Project A4 C. Zhang, Wang, J. Zhang) approaches the “dynamics of crossmodal adaption” topic from a computer science and robotics perspective, with the goal to learn crossmodal representations for robust robot behaviour. Both meta-learning (Vilalta & Drissi, 2002) and multi-agent collaborative techniques, which respectively focus on shared and dynamic crossmodal representation, will be studied in a challenging clothes-hanging scenario. Regarding transfer, the learned classifiers and contact models will be tested on humanoid platforms. The developed datasets and simulation environment will result in standardized robot benchmarking scenarios.
Project A5 (Wermter, X. Liu) focuses on developing crossmodal integration mechanisms for human-robot environments which have the potential to provide robots with more robust (Parisi et al., 2019), less ambiguous, and more accurate behaviour in different decision-making scenarios (Sheridan, 2016). In the first phase of the TRR, A5 focused on the integration of different modalities on a sensory level (Barros & Wermter, 2016). Initial neurocomputational midbrain models were developed based on the results of the investigation of different psychological mechanisms for auditory and visual integration. For the second funding phase, A5 will move beyond the sensory level and study the integration of different multimodal social cues to improve the robustness of Human-Robot Interaction (HRI) (Belpaeme et al., 2018). This will be done through the development of joint attention mechanisms based on the integration of affective behaviour, social engagement, and spatial references in communication (deictic communication).

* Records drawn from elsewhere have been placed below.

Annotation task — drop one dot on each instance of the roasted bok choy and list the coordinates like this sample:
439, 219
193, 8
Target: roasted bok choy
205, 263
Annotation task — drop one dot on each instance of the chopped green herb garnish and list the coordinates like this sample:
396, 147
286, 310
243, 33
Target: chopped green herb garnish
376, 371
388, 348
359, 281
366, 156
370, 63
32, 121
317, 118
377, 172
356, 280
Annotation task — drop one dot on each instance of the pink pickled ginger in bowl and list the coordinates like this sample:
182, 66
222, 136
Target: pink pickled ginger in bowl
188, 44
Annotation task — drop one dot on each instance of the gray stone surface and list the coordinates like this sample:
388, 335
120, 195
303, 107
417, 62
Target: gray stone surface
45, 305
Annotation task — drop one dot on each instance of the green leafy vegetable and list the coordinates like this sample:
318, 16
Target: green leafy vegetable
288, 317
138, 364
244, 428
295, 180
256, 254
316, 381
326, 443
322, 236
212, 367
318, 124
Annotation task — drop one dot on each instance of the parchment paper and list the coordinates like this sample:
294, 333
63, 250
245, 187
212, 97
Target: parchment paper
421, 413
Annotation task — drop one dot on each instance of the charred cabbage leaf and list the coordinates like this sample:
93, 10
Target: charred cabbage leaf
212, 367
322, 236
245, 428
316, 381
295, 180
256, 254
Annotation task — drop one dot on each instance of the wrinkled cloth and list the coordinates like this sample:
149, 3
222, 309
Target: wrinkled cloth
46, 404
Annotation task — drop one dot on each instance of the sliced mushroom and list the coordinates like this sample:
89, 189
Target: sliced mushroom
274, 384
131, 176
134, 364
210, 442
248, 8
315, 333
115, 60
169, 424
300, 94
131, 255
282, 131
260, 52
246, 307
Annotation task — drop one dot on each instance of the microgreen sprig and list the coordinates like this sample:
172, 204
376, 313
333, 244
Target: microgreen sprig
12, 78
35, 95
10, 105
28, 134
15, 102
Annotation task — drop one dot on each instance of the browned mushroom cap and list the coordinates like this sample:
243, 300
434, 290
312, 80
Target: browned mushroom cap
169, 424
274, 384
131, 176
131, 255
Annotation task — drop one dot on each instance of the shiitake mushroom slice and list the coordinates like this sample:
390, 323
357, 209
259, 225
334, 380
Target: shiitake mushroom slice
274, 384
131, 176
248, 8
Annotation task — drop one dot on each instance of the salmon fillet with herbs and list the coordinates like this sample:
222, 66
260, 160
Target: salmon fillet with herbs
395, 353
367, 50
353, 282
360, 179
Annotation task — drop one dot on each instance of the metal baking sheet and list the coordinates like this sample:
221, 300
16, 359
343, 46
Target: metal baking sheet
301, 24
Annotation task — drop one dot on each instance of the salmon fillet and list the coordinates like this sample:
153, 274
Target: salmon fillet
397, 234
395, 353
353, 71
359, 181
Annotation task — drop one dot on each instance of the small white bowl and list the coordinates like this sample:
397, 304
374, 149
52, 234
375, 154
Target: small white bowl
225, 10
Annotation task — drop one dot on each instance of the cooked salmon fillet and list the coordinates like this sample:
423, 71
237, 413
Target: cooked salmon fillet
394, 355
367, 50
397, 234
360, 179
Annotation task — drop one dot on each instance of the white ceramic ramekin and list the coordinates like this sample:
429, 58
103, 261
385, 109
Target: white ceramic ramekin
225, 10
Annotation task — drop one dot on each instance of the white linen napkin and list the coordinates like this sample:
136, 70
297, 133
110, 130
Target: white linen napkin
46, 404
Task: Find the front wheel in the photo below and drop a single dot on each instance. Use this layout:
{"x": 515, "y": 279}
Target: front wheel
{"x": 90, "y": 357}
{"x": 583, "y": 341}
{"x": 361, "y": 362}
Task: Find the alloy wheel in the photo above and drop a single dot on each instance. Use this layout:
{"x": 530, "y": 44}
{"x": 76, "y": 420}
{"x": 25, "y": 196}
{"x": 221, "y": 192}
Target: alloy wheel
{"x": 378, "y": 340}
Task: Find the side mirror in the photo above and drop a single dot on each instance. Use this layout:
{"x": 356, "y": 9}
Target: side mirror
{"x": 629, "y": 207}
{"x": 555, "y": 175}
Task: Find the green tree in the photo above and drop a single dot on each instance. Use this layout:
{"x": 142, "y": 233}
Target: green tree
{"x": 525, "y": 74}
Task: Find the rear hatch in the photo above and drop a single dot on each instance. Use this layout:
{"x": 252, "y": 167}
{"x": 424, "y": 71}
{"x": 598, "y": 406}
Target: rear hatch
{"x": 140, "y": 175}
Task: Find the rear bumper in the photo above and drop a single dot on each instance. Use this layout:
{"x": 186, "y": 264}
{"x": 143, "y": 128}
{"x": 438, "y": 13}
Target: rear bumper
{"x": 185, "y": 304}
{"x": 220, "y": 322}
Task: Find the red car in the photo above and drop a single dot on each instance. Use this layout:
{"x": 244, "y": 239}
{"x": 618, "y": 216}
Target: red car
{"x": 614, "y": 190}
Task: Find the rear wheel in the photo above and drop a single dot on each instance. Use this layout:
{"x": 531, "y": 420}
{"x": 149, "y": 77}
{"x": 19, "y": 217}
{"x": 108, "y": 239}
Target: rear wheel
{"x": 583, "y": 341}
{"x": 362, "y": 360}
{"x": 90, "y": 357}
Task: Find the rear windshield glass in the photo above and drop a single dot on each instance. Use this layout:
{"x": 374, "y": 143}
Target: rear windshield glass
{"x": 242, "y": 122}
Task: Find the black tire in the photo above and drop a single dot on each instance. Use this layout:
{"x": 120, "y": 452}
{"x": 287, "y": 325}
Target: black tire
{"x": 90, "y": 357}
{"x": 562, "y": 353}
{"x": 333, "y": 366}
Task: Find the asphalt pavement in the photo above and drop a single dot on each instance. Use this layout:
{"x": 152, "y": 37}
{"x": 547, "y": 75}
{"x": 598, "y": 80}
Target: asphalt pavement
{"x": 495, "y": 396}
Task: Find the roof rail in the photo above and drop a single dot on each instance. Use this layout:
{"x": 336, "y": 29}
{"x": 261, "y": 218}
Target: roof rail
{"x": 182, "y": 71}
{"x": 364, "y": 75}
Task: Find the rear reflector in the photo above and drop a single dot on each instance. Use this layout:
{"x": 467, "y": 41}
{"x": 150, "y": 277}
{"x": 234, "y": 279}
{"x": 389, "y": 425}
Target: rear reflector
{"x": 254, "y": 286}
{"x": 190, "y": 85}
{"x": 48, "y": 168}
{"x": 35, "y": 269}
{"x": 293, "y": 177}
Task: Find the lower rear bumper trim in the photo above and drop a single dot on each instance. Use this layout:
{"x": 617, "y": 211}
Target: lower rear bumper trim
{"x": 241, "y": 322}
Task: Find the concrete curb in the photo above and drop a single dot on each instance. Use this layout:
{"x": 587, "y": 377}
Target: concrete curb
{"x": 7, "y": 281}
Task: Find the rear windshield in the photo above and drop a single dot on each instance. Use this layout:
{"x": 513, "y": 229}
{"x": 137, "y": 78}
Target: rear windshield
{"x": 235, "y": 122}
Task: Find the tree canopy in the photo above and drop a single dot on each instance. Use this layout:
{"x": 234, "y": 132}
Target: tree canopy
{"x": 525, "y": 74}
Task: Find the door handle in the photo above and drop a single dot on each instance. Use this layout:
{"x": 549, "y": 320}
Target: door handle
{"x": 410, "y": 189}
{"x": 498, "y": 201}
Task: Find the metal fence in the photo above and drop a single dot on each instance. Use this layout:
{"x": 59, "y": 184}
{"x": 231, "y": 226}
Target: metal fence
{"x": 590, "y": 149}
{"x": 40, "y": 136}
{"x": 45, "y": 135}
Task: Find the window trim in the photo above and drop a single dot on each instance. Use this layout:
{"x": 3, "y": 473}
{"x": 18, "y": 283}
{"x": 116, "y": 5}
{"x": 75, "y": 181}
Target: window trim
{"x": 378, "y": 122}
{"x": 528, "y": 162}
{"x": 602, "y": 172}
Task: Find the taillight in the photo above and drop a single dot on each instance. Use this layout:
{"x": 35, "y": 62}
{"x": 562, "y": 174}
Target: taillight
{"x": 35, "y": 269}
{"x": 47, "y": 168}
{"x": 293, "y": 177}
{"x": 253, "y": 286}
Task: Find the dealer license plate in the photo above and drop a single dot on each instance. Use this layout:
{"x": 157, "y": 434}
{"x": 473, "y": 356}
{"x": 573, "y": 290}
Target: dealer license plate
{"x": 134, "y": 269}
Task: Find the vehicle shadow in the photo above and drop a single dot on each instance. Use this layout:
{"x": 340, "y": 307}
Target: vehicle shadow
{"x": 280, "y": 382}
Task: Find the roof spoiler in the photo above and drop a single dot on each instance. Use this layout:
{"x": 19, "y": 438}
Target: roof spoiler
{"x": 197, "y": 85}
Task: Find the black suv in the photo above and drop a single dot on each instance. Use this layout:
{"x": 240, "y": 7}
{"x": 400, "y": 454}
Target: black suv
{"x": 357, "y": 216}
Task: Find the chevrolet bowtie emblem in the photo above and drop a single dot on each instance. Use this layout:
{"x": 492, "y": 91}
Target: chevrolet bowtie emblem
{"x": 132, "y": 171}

Project A6 (Hu, Frintrop, Gerkmann) aims to develop novel algorithms to jointly process visual and acoustic cues to improve signal processing in both domains, concentrating on robust methods which are able to cope with cluttered real-world data, various noise types, and deliberately crafted adversarial data. In the first phase of the TRR, A6 focused on developing several deep learning models for visual and auditory information processing inspired by neuroscience. While current deep learning models have achieved great success in processing audio and visual signals in specific settings (Yu et al., 2018, Isola et al., 2017), they are not necessarily robust to arbitrary environmental noise or deliberately crafted perturbations (e.g., the so-called adversarial noise). In the second phase of the TRR, A6 aims to develop robust crossmodal learning methods which are able to cope with the above-mentioned challenges. This will be done by using biologically inspired architectures and the principle of information gain via multiple modalities and sensors. To be able to handle the data robustly and efficiently, attentional mechanisms (e.g., saliency) will be used to determine which parts of the data are most promising for processing.